The flame sensor 13 passes at least in part through the wall of the feed line 3 and its active area is thus connected to the inner space of the feed line 3. In the case of backflow from the melter gasifier through a dust burner which otherwise cannot be recognized up to the region of the flame sensor 13. Inlet line 14 and through the orifice of the flame sensor 13 injects combustible gas into the dust supply path 3, the direction of flow of the combustible gas being indicated in FIG. 3 arrows.

Furthermore, the flame sensor 13 comprises an ignition device 15, for example a heat source or a spark generator. As soon as oxygen penetrates into the region of the flame sensor 13, the ignition device 15 ignites the combustible gas. In the example shown, the flame is detected by an optical tracking system 16. In front of the lens assembly 18 which directs the light generated to the photocell 19, a protective glass 17 may be placed. In this way it is possible to readily detect the presence of oxygen in the feed line 1.

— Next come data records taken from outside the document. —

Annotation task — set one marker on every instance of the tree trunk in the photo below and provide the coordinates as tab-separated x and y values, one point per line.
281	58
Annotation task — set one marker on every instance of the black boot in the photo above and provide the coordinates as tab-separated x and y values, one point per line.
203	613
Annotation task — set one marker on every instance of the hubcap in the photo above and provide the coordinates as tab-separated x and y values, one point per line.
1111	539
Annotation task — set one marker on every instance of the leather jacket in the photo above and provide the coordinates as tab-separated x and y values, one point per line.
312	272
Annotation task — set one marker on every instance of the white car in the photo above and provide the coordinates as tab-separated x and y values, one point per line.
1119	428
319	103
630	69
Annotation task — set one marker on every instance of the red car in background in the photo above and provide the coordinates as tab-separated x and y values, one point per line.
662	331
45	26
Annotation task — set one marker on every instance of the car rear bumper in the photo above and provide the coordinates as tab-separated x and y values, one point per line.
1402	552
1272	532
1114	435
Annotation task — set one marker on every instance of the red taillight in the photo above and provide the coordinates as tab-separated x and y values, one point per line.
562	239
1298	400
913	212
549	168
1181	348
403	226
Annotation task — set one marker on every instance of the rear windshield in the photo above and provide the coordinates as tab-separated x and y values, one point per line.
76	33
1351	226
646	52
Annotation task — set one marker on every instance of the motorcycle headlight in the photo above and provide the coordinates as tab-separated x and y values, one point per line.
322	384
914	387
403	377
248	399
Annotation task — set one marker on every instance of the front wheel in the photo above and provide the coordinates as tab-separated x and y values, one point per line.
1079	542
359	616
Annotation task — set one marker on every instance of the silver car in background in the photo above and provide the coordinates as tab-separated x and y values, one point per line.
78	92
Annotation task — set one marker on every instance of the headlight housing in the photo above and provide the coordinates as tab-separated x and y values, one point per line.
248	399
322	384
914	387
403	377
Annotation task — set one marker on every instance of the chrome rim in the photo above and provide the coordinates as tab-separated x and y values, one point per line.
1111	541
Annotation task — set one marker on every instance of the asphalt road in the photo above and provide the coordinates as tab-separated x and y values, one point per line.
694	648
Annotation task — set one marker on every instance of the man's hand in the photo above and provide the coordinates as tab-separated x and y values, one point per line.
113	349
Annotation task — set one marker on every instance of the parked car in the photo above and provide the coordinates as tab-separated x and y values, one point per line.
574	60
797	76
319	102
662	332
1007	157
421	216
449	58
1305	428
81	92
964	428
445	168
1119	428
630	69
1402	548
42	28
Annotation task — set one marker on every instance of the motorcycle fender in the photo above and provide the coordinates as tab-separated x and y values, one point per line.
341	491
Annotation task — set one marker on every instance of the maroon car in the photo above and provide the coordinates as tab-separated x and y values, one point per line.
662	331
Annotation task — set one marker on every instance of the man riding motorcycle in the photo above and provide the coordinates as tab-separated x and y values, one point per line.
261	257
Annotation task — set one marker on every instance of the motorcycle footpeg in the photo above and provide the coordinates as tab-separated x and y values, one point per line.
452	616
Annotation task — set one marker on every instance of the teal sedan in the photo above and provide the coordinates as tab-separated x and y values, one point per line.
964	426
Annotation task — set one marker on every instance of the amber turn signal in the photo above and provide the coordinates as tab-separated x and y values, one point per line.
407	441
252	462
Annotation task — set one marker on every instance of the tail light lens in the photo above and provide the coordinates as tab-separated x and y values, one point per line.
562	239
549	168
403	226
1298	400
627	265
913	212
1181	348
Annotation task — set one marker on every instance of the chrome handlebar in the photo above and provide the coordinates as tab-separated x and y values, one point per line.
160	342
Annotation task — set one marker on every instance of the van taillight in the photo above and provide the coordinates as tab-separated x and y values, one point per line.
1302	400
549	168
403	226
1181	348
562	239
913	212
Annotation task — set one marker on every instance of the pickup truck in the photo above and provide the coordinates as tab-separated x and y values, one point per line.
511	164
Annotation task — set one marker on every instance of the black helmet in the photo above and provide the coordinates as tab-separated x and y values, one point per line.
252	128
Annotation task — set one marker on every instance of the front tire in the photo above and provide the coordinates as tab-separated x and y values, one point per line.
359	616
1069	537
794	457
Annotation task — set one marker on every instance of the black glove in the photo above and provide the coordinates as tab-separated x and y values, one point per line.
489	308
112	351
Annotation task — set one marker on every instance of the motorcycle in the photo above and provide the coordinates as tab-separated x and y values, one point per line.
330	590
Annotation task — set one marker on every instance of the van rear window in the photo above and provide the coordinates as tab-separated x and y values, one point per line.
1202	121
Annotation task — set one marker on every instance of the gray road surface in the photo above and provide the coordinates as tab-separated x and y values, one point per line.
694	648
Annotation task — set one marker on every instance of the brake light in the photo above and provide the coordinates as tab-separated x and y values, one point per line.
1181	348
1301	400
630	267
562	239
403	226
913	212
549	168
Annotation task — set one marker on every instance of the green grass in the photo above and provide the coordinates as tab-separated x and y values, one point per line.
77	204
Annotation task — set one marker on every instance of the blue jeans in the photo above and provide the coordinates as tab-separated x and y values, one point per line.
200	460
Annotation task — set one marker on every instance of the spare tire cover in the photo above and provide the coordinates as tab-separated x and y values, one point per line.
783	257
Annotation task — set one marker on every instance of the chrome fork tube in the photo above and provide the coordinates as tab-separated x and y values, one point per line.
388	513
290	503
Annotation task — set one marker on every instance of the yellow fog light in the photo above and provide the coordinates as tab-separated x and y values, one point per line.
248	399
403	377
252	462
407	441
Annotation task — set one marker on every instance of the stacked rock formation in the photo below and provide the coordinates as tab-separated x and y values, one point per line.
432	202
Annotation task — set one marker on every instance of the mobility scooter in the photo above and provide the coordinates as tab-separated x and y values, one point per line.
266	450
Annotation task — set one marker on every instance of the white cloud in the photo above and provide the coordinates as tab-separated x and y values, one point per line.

Instead of the optical method of monitoring the flame sensor 13, it is also possible to use a corresponding acoustic or temperature sensor.

Claims (7)

PATENT CLAIMS A method for monitoring the operation of an abrasive substance feed device by means of a fluid as a carrier through at least one burner to a melter gasifier, wherein the direction of fluid flow is measured in the duct of a feed system downstream of the at least one burner. the presence of hot gases or oxygen flowing into the feed system from the melter gasifier, wherein upon detection of oxygen inlet, the feed is closed, characterized in that the gas pressure in the melter gasifier and in the duct (3) downstream of the at least one burner is measured; and if a pressure increase in the pipeline (3) is detected without simultaneously detecting a pressure increase in the melter gasifier, a switching signal is generated. 2. A method for monitoring the operation of an abrasive substance feed device by means of a fluid as a carrier through at least one burner to a melter gasifier, in which the direction of fluid flow downstream of the at least one burner seen downstream of the melter gasifier is measured. of hot gases or oxygen flowing into the feed system from the melter gasifier, wherein the oxygen inlet is closed, characterized in that pressure is measured in at least two measuring channels (1, 2) having relative to the axial direction of the duct ( 3) different angles of inclination. Method according to claim 2, characterized in that a measuring substance is injected into the carrier stream in an amount relatively small relative to the carrier stream through the measuring channels (1, 2). Method according to claim 3, characterized in that the volumetric flow rate of the measuring substance is kept constant in both measuring channels (1, 2). Method according to claim 3 or 4, characterized in that an inert gas is used as the measuring substance. Method according to claim 5, characterized in that nitrogen is used. A method for monitoring the operation of an abrasive substance feed device by means of a fluid as a carrier through at least one burner to a melter gasifier, in which the direction of fluid flow downstream of the at least one burner seen in the direction of the fusion gasifier device is measured. the presence of hot gases or oxygen flowing into the feed system from the melter gasifier, wherein upon detection of oxygen penetration the feed is closed, characterized in that the flame sensor (13) located in the duct (3) is monitored optically or acoustically.